Beet peel margaritas


  • Kosher salt
  • 1 ounce Cointreau or other orange-flavored liqueur
  • 2 limes, halved and juiced (don’t discard the spent limes)
  • 3 ounces Beet Peel Tequila (page 150)
  • 4 teaspoons simple syrup (see box)
  • Additional lime slices, for garnish (optional)

One of my favorite restaurants in my hometown of Grand Rapids, Michigan, has a beet margarita on their menu, made with pickled beet juice. Since I don’t get there as often as I’d like, I had to find a way to re-create it at home. I first played around with a freshly juiced version, but then I found that using beet peel–infused tequila (page 150) was an even better way of imparting the earthy beet flavor to the drink without watering it down.
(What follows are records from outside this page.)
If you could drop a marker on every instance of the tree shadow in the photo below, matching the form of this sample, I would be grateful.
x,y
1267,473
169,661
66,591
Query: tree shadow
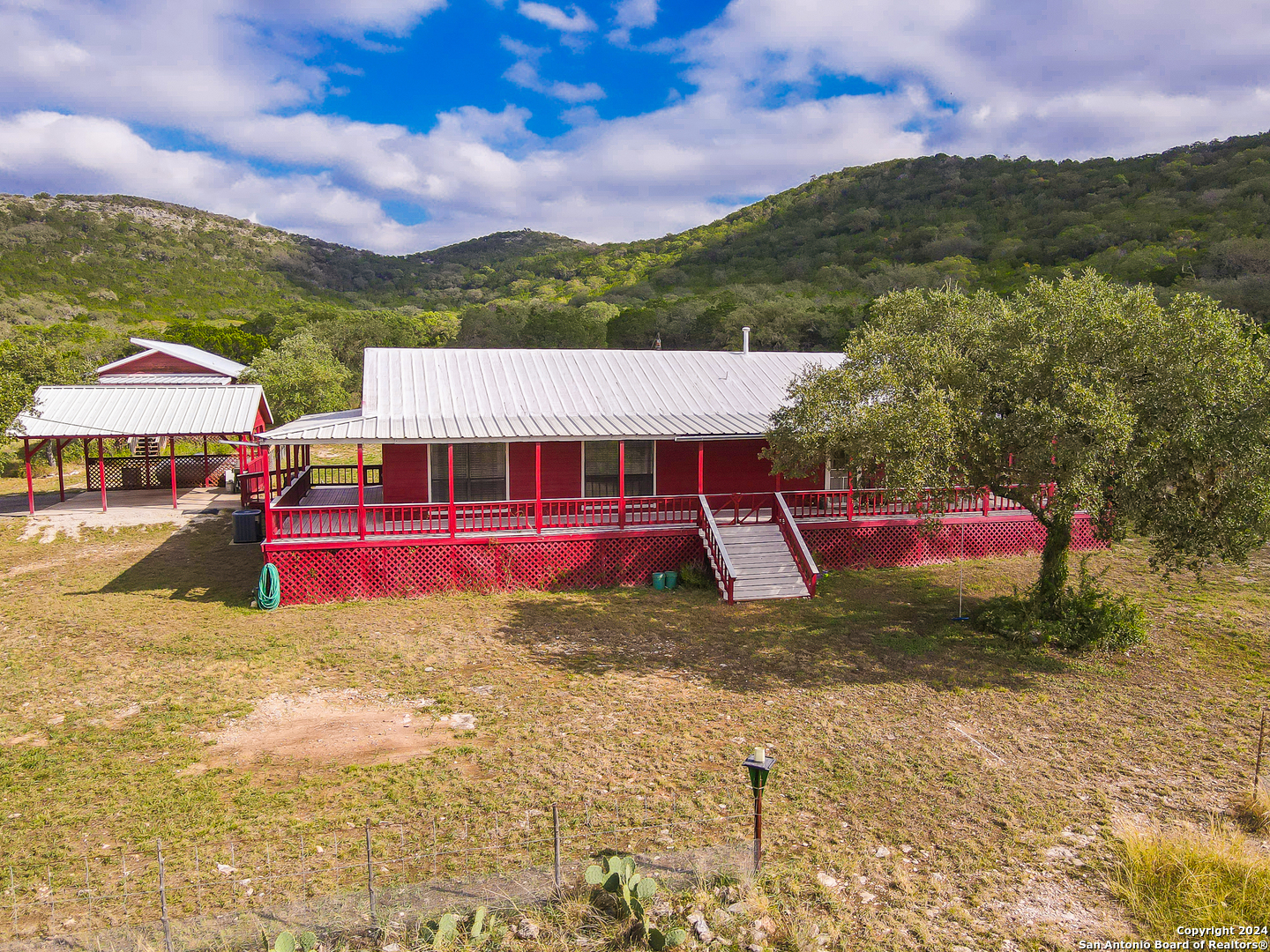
x,y
863,628
193,564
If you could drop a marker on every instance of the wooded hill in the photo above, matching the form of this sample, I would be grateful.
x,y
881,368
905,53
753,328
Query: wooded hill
x,y
800,267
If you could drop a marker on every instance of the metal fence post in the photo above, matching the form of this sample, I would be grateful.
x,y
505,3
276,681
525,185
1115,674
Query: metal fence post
x,y
163,899
556,829
370,871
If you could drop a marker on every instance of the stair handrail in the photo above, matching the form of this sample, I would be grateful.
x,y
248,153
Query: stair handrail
x,y
796,545
714,542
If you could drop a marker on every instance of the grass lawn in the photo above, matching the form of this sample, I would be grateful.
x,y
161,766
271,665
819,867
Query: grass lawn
x,y
1005,770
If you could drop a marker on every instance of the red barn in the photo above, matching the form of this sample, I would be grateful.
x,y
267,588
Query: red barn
x,y
505,469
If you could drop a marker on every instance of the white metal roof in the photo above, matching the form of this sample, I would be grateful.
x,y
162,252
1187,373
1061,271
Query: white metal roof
x,y
140,412
153,380
182,352
484,395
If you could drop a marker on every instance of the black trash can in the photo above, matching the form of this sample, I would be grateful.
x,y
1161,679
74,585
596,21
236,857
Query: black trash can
x,y
247,525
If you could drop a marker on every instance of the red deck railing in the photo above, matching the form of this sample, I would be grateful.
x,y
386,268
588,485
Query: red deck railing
x,y
880,502
291,521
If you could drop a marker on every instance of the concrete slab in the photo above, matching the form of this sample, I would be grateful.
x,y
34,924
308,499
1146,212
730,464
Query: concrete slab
x,y
126,508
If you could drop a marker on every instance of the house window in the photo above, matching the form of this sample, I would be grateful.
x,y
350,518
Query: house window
x,y
840,473
481,472
600,469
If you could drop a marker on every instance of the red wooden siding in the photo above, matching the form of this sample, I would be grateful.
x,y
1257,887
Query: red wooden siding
x,y
406,472
562,470
676,469
733,466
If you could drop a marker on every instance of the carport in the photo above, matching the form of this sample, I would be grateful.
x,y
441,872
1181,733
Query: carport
x,y
88,414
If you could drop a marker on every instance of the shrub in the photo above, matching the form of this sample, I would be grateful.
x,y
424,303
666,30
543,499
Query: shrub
x,y
1085,617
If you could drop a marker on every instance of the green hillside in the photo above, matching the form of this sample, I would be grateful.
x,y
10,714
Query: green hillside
x,y
800,267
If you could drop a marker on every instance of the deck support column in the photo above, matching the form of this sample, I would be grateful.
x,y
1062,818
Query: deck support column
x,y
31,487
61,479
268,496
537,487
450,462
101,467
361,494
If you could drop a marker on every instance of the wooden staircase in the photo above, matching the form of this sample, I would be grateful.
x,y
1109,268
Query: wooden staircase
x,y
764,562
758,551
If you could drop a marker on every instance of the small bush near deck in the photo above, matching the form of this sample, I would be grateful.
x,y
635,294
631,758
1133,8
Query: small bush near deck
x,y
693,576
1169,879
1086,617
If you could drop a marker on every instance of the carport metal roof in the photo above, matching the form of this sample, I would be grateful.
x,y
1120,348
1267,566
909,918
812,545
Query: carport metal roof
x,y
93,412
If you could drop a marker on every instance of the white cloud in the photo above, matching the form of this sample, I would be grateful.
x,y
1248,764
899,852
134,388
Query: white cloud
x,y
79,153
525,74
573,22
630,14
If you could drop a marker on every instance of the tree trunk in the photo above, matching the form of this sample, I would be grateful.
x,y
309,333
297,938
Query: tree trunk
x,y
1053,562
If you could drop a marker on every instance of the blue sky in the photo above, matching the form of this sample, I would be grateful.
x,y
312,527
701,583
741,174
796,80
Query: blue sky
x,y
404,124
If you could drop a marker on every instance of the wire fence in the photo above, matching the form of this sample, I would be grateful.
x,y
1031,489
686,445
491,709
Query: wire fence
x,y
365,874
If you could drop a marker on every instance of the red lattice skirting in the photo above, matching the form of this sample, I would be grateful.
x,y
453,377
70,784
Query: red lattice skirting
x,y
407,571
315,573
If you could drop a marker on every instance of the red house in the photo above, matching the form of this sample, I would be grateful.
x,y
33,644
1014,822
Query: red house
x,y
571,469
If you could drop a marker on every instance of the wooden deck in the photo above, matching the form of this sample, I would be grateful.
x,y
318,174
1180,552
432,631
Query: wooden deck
x,y
342,495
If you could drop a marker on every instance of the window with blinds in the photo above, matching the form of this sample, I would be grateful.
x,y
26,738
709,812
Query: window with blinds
x,y
600,469
481,472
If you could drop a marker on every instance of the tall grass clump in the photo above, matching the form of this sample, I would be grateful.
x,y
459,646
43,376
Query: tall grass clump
x,y
1192,877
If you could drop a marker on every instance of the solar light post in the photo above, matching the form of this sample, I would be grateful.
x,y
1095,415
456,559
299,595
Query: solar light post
x,y
758,764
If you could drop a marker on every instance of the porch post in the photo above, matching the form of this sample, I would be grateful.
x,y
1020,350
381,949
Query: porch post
x,y
268,495
61,480
361,494
31,487
621,482
451,465
101,467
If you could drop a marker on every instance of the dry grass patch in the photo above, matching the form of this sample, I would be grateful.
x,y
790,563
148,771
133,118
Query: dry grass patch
x,y
1192,877
629,701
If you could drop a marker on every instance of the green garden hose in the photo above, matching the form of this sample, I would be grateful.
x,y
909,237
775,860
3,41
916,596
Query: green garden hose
x,y
268,593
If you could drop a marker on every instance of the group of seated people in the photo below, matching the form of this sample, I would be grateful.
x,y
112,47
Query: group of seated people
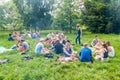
x,y
102,50
60,44
14,36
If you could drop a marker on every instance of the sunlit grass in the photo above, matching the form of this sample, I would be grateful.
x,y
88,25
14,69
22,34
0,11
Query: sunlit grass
x,y
42,69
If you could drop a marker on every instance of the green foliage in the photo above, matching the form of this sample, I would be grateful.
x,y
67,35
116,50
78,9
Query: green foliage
x,y
35,13
9,17
47,69
101,16
67,16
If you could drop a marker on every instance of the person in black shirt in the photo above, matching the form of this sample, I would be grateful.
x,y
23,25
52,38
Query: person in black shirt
x,y
79,34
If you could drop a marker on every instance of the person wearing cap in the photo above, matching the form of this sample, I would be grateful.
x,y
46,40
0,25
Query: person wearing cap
x,y
85,54
79,34
39,47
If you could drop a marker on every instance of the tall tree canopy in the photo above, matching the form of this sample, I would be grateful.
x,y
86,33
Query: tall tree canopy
x,y
68,15
101,16
35,13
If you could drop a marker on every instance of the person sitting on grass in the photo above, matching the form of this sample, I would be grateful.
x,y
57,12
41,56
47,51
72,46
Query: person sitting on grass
x,y
39,47
58,47
85,54
68,52
98,47
103,54
23,46
111,51
10,37
95,41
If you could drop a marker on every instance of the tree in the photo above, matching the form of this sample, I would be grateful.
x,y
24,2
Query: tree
x,y
100,16
68,15
35,13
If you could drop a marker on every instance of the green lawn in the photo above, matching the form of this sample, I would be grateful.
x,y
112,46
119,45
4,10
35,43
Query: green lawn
x,y
41,69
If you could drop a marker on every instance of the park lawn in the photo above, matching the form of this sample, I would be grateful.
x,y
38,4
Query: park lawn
x,y
47,69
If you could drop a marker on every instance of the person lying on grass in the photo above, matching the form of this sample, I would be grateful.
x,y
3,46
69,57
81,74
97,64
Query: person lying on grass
x,y
85,54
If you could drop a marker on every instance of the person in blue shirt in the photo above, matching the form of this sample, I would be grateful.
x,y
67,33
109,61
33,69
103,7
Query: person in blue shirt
x,y
85,54
79,34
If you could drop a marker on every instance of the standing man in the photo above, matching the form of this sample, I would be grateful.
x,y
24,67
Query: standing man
x,y
79,34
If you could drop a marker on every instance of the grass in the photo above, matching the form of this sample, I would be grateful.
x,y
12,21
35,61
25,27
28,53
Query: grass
x,y
41,69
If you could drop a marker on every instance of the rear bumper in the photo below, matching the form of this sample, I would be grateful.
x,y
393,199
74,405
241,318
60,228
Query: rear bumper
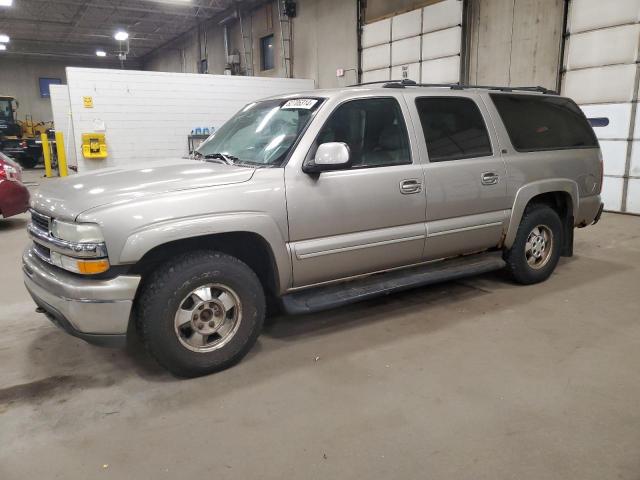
x,y
95,310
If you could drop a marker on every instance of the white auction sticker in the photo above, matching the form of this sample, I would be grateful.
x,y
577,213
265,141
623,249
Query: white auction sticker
x,y
306,103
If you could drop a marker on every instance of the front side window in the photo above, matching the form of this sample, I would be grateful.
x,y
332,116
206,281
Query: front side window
x,y
373,128
262,133
537,122
453,128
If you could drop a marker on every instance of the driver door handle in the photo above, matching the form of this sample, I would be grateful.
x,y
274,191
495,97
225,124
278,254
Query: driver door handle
x,y
490,178
409,186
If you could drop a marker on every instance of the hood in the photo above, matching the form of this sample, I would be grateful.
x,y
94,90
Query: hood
x,y
67,198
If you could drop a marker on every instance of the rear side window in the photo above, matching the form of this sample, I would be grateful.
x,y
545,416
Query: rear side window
x,y
537,123
453,128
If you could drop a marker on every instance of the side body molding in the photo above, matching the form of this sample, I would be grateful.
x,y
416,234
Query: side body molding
x,y
530,190
145,239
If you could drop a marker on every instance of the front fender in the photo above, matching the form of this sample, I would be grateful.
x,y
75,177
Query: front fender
x,y
531,190
145,239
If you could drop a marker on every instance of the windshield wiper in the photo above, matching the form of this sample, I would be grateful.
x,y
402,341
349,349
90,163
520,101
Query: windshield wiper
x,y
228,159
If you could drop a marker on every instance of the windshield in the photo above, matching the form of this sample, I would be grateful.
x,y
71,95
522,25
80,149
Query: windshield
x,y
6,110
262,133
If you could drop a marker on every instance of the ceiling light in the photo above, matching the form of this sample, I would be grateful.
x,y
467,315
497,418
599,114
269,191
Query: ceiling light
x,y
121,35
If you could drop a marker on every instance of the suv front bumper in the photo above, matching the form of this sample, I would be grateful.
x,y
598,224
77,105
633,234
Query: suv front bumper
x,y
97,311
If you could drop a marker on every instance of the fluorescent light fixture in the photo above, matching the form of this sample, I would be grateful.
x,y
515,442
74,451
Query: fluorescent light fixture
x,y
121,35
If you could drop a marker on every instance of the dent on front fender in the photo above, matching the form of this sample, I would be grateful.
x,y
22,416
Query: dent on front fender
x,y
527,192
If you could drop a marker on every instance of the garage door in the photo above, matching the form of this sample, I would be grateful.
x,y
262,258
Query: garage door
x,y
601,75
423,45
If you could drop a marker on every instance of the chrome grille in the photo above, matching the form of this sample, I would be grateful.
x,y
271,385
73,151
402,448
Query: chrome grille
x,y
41,222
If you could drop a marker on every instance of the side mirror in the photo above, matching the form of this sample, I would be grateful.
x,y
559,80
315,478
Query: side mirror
x,y
329,156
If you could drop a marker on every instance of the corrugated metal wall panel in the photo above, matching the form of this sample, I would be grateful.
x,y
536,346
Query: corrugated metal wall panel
x,y
602,76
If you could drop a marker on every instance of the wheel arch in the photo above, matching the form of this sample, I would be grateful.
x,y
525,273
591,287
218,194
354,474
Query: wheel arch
x,y
560,194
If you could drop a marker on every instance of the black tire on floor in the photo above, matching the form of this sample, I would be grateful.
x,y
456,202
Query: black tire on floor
x,y
535,215
164,293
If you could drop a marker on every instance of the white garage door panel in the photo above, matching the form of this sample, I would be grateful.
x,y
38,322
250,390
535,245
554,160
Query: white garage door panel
x,y
376,57
633,195
603,47
592,14
376,33
442,70
406,25
619,116
601,85
441,15
634,168
614,155
376,75
443,43
612,193
413,72
405,51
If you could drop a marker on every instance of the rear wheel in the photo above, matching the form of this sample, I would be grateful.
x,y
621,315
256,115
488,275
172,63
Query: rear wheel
x,y
201,313
536,249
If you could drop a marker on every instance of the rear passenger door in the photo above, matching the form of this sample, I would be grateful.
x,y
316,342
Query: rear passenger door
x,y
465,178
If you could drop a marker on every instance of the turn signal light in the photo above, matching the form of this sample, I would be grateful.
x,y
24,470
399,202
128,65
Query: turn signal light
x,y
92,267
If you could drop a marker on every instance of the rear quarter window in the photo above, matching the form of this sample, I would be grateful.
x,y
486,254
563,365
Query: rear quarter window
x,y
536,122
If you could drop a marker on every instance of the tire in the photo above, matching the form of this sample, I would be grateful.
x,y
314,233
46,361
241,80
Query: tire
x,y
174,304
531,262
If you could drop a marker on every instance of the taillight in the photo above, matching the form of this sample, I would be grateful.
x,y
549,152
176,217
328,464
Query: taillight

Your eagle eyes may pick up that I call for 4 teaspoons of simple syrup here instead of 1 tablespoon plus 1 teaspoon. Listing the ingredients in this way means you just have to be able to count to 4 (1 for Cointreau, 2 for lime juice, 3 for tequila . . .) and you’re well on your way to a delicious margarita! Makes 2 cocktails (sharing is optional).

  1. Pour some kosher salt into a small, shallow dish.
  2. Add the Cointreau, lime juice, tequila, and simple syrup to a shaker filled with ice.
  3. Run the spent lime halves around the rims of two glasses (or one, no judgment), dip the glasses in the salt, and then fill the glasses with ice.
  4. Shake the cocktail until chilled and then strain into the glasses. Garnish with a slice of lime, if desired.